Department of Obstetrics and Gynecology, University of Health Science Kartal Dr. Lutfi Kirdar City Hospital, Istanbul, Turkey.
Department of Anesthesiology and Reanimation, Bursa Yuksek Ihtisas Training and Research Hospital Mimar Sinan Mh, Emniyet Cd., 16310, Bursa, Turkey.
Arch Gynecol Obstet. 2022 Oct;306(4):1107-1116. doi: 10.1007/s00404-022-06621-1. Epub 2022 May 28.
Pudendal neuralgia (PN) is an extremely painful neuropathy of the pudendal nerve resulting in a negative impact on a patient's quality of life. The aim of this study is to evaluate the 2-year outcomes of repetitive doses of the transvaginal pudendal nerve injections (PNI), and to compare the success of the PNI concerning anatomical levels (endopelvic and extrapelvic portion) of the pudendal nerve pathology.

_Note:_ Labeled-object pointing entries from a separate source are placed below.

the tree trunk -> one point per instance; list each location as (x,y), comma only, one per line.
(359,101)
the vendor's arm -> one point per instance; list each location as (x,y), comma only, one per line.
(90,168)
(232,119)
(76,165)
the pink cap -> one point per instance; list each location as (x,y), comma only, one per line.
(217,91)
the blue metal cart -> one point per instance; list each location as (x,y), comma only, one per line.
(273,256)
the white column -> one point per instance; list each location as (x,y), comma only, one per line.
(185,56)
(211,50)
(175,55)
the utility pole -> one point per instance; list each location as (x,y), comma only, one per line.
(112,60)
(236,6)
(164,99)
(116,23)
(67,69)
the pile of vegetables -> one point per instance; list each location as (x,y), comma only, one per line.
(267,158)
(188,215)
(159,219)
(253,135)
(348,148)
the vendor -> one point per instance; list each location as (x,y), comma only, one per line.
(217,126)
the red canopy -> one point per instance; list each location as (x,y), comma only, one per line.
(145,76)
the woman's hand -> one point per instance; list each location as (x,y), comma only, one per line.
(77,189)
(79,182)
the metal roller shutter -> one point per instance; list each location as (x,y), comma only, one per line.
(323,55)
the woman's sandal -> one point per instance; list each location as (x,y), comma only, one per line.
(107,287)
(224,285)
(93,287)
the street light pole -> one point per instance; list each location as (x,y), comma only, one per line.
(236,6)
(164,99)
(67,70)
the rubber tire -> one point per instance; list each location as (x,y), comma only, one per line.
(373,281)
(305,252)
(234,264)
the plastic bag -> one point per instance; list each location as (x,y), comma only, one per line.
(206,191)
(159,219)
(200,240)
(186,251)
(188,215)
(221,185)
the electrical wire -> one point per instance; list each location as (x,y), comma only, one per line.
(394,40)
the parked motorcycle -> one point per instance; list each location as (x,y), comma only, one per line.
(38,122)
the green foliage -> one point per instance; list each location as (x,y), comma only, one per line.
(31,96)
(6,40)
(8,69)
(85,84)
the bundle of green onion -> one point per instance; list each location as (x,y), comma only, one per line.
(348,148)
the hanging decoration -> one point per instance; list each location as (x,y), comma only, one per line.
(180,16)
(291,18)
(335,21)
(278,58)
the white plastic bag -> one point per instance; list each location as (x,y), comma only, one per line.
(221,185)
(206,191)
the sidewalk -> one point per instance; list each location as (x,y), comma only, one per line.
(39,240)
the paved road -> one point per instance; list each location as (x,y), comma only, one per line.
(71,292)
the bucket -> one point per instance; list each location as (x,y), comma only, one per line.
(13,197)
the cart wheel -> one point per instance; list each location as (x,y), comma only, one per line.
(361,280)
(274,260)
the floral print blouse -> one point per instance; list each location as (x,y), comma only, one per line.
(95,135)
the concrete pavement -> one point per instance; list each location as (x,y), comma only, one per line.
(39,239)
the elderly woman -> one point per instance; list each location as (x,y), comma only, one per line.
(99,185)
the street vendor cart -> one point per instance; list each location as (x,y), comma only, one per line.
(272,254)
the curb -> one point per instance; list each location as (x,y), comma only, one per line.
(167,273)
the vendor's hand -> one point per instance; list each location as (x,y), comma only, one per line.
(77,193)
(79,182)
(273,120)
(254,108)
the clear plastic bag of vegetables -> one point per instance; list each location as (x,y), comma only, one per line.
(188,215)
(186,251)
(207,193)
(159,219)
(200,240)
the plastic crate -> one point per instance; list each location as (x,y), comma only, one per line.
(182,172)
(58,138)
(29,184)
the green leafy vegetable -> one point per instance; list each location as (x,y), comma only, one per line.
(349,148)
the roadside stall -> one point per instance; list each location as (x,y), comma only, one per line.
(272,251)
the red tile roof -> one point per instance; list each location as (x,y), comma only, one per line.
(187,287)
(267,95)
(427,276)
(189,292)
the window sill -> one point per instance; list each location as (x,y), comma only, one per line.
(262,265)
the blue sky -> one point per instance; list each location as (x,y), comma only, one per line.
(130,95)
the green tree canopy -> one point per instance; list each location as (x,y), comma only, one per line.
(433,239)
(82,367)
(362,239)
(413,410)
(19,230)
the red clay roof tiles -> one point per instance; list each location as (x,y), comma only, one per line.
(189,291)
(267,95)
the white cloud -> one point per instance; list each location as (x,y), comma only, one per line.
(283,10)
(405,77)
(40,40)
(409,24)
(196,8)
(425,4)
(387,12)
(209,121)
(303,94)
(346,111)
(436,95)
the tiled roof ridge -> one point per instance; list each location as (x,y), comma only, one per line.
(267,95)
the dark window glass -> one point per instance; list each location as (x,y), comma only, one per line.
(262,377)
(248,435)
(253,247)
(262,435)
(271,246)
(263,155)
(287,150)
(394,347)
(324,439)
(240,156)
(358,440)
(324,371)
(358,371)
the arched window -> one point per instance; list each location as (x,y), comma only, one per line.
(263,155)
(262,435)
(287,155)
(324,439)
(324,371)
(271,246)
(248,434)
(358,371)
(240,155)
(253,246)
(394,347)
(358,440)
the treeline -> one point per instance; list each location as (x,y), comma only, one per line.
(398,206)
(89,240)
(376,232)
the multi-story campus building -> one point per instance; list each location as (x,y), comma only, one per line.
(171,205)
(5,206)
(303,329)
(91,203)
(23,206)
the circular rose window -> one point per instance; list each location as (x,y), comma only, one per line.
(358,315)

This retrospective longitudinal cohort study consists of patients with PN diagnosed with the first four essential Nantes criteria. Diagnostic PNI was performed on 67 patients to fulfill the fifth criteria of Nantes. A total of 56 patients who responded to the initial diagnostic PNI underwent therapeutic repeated transvaginal PNIs twice for 3 weeks apart. Mean pain intensity scores were measured using a visual analog scale at the 1st, 3rd, 6th, 12th, and 24th months after the therapeutic blocks were completed. Effectiveness of the PNIs' was defined as ≥ 50% improvement of the initial pain, and relative improvement was defined as 30-50% improvement of the initial pain. Treatment failure was defined as the reduction of the initial pain by less than 30% or the return of the pain to its worst condition.
The efficacy of the PNIs significantly declined over time. Pudendal nerve blocks provided a significant decrease in pain scores; however, this decrease lost its strength significantly in the 24th month. The intervention was more effective in entrapments of the pudendal nerve between sacrospinous and sacrotuberous ligaments or below (Level-2) when compared to the injuries in the endopelvic part (Level-1). More than 50% pain reduction continued in five patients with pathology at Level-1 and 24 patients with pathology at Level-2.
Repeated PNIs could provide a significant decrease in pain scores for both short- and long-term periods. However, the efficacy of the PNIs declined over 2 years. The success of PNIs may be affected by the anatomical level of the nerve injury; therefore, interligamentous pudendal nerve entrapment cases have more benefits than the cases of pudendal nerve entrapment in the endopelvic part. However, it is recommended to perform therapeutic nerve blocks even in patients with suspected endopelvic pudendal nerve pathology before the referral to surgery.
阴部神经痛(PN)是一种极其痛苦的阴部神经病变,会对患者的生活质量产生负面影响。本研究的目的是评估阴部神经重复注射(PNI)的 2 年结果,并比较 PNI 在阴部神经病变的解剖学水平(盆内和盆外部分)方面的成功率。
这项回顾性纵向队列研究包括根据第一个四项必需的南特标准诊断为 PN 的患者。对 67 名患者进行诊断性 PNI,以满足南特的第五项标准。对 56 名对初始诊断性 PNI 有反应的患者进行了 3 周间隔的两次治疗性重复经阴道 PNI。在治疗性阻断完成后的第 1、3、6、12 和 24 个月,使用视觉模拟评分法测量平均疼痛强度评分。PNI 的有效性定义为初始疼痛减轻≥50%,相对改善定义为初始疼痛减轻 30-50%。治疗失败定义为初始疼痛减轻小于 30%或疼痛恢复到最严重状态。
PNI 的疗效随时间推移而显著下降。阴部神经阻滞可显著降低疼痛评分;然而,在第 24 个月,这种降低的强度显著丧失。与盆内部分(第 1 级)相比,阴部神经在骶棘韧带和骶结节韧带之间或以下(第 2 级)的卡压时,干预效果更明显。在第 1 级和第 2 级病变患者中,5 例疼痛减轻超过 50%,24 例疼痛减轻超过 50%。
重复 PNI 可在短期和长期内显著降低疼痛评分。然而,PNI 的疗效在 2 年内下降。PNI 的成功可能受到神经损伤解剖学水平的影响;因此,阴部神经在韧带间卡压的病例比阴部神经在盆内部分卡压的病例获益更多。然而,建议在转诊手术前,即使对疑似盆内阴部神经病变的患者,也应进行治疗性神经阻滞。